While conventional photography records a two-dimensional projection of the intensity profile of an object onto a fixed plane, holography records enough information to enable recreation of the three-dimensional optical field emanating from an object, including both the amplitude and phase of the optical field. The three-dimensional recording is made possible by the interference of the object's optical field with a so-called reference field and therefore requires coherence between the two fields. In the original conception of holography, the reference was realized from a part of the illumination undisturbed by the object. The invention of the laser made it possible to provide the coherent reference field explicitly and with a high degree of freedom in the optical configurations. Three-dimensional holographic images quickly captured the imagination of the general public and lead to a multitude of new technological applications. In such applications, coherence of the reference light was at the core of the holographic principle. Unfortunately, this has been a major impediment to a wider range of applications of holography because it requires special illumination sources, such as lasers, or significantly constraining the optical configurations.
Digital holography is an emergent imaging technology that has been made possible by advances in computing and image sensor technologies. Whereas photography is made faster and more convenient by the digital technologies, the digital implementation of holography has a more fundamental impact in new imaging modalities that have been impossible or impractical in analog versions. Once a hologram is acquired and stored in a computer as an array of complex numbers that represent the amplitude and phase of the optical fields, the hologram can be numerically manipulated in highly flexible and versatile manners.

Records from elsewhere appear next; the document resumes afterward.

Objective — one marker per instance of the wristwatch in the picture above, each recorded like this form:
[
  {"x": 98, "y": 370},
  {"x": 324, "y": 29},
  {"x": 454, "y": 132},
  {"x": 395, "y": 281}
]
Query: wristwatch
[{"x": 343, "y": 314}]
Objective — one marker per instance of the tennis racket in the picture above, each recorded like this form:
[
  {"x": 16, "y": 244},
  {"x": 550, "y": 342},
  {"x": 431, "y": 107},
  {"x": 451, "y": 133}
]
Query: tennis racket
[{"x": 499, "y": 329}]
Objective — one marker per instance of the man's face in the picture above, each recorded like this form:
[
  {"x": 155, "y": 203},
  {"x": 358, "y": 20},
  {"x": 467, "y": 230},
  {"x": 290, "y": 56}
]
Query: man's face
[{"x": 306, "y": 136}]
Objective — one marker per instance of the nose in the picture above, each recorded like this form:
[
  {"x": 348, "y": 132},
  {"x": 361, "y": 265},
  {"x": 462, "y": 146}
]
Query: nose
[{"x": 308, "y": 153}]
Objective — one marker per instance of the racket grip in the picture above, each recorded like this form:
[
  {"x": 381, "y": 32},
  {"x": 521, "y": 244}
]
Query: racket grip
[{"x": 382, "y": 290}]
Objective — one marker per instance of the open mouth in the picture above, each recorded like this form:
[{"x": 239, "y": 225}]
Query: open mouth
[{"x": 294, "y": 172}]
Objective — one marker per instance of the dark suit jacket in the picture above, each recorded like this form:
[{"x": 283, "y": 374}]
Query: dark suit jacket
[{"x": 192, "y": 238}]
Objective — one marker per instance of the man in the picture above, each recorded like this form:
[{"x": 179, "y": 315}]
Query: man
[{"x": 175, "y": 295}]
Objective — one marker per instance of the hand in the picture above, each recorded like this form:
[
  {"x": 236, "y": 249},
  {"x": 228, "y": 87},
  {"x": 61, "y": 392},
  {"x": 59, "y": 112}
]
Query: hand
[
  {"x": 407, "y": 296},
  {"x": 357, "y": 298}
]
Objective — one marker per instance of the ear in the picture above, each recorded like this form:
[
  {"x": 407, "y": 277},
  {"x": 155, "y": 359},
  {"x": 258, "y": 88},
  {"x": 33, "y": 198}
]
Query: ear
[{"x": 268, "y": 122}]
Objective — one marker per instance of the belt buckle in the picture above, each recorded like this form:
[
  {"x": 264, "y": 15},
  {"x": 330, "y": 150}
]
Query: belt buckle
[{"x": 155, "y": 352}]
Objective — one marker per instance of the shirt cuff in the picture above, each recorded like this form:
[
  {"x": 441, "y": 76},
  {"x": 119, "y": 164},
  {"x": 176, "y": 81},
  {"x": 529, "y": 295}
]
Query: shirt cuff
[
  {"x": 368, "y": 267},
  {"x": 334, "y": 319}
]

While digital holography has been used in various scientific contexts, it has not been implemented to capture color images of scenes illuminated by incoherent light. If the requirement of coherent illumination can be removed, it would open doors to a wide range of new applications, including holography of scenes illuminated with ordinary light sources such as day light, room light, LEDs, etc. Holographic imaging could be effectively applied to all areas of common photography. Many areas of scientific imaging, from fluorescence microscopy to astronomical telescopy, that have been inaccessible to holography because of coherent illumination requirement, can now benefit from many powerful and versatile holographic imaging and processing techniques.